Il semblerait que les indicateurs de rendement sur l’innovation PPT notamment – qui est le point de mire des enquêtes sur l’innovation? – qui visent à mettre en comparaison les entreprises, les secteurs, les régions et les pays ne suffisent pas à caractériser le mouvement d’innovation. Comment pouvons-nous évaluer les capacités, les attitudes, les possibilités et les activités en innovation? Nous devons nous doter d’indicateurs plus fins qui mesurent la capacité d’innovation des entreprises et l’incidence sur cette capacité des conditions économiques, sociales et culturelles et des conditions ambiantes en général.

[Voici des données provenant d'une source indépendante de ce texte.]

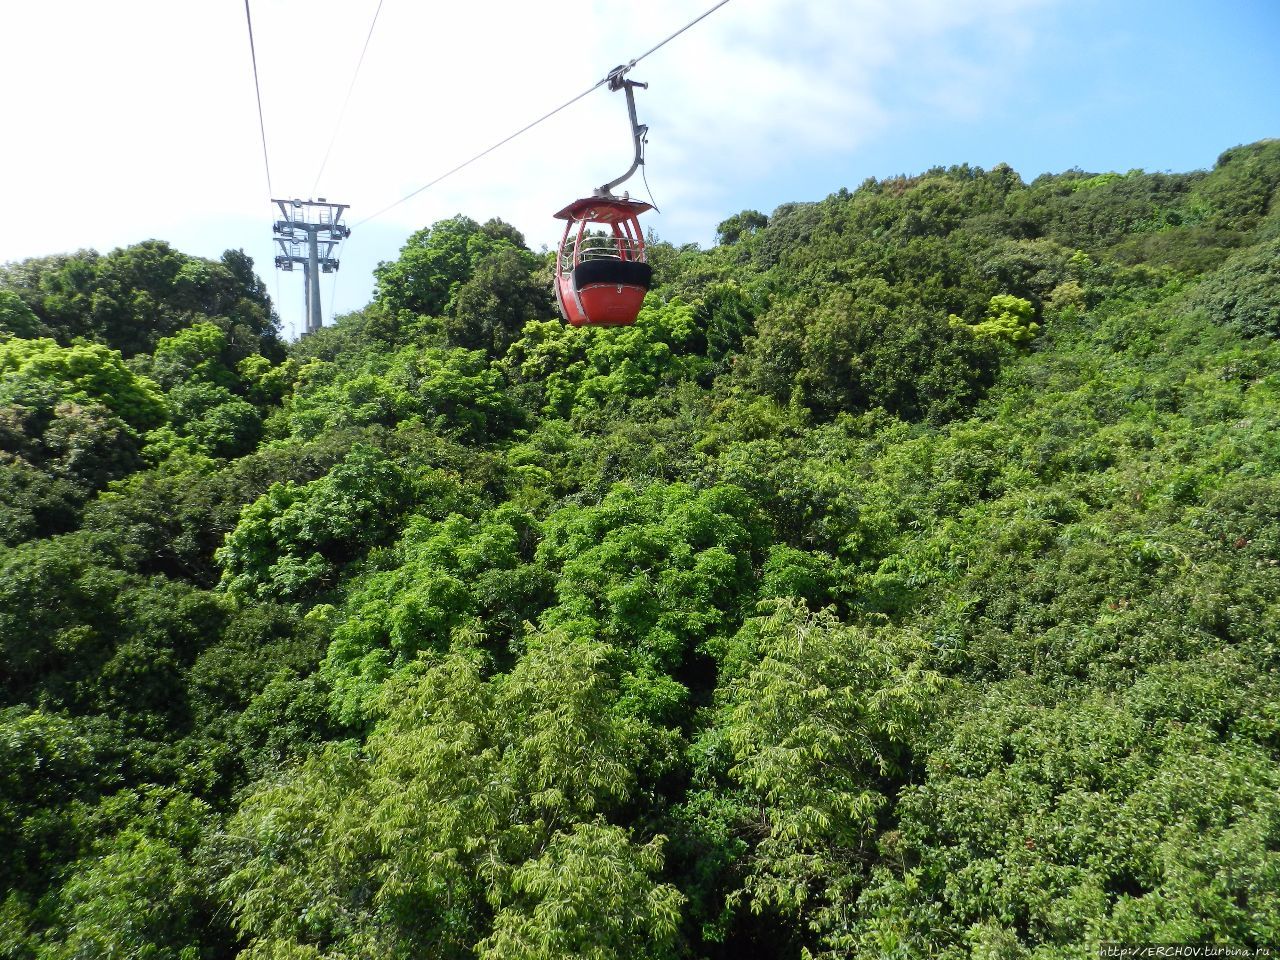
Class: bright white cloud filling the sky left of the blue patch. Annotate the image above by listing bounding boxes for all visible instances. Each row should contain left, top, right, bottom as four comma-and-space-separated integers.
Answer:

Cette communication vise à dégager des points communs aux indicateurs de l’innovation, de la société du savoir ou de l’information et des grappes sectorielles de R‑D. Il s’agit avant tout de proposer de nouveaux indicateurs pour la mesure du rôle et de l’incidence du capital humain dans une société ou une économie du savoir.
Dans l’ordre de mon exposé, j’expliquerai d’abord le modèle logique, puis livrerai un certain nombre d’observations sur les biais et les lacunes de la mesure de l’innovation. Dans une troisième section, je traiterai de la question du capital humain en m’attachant à la façon dont diverses pratiques de gestion des ressources humaines influent de près sur l’innovation et l’adoption des TIC. Dans une dernière section, je parlerai du besoin de mettre plus l’accent sur les politiques systémiques de l’innovation (Guy et Nauwelaers, 2003; Smits et Kuhlmann, 2003) et de l’adaptation des indicateurs de l’innovation au défi qu’impose cette orientation.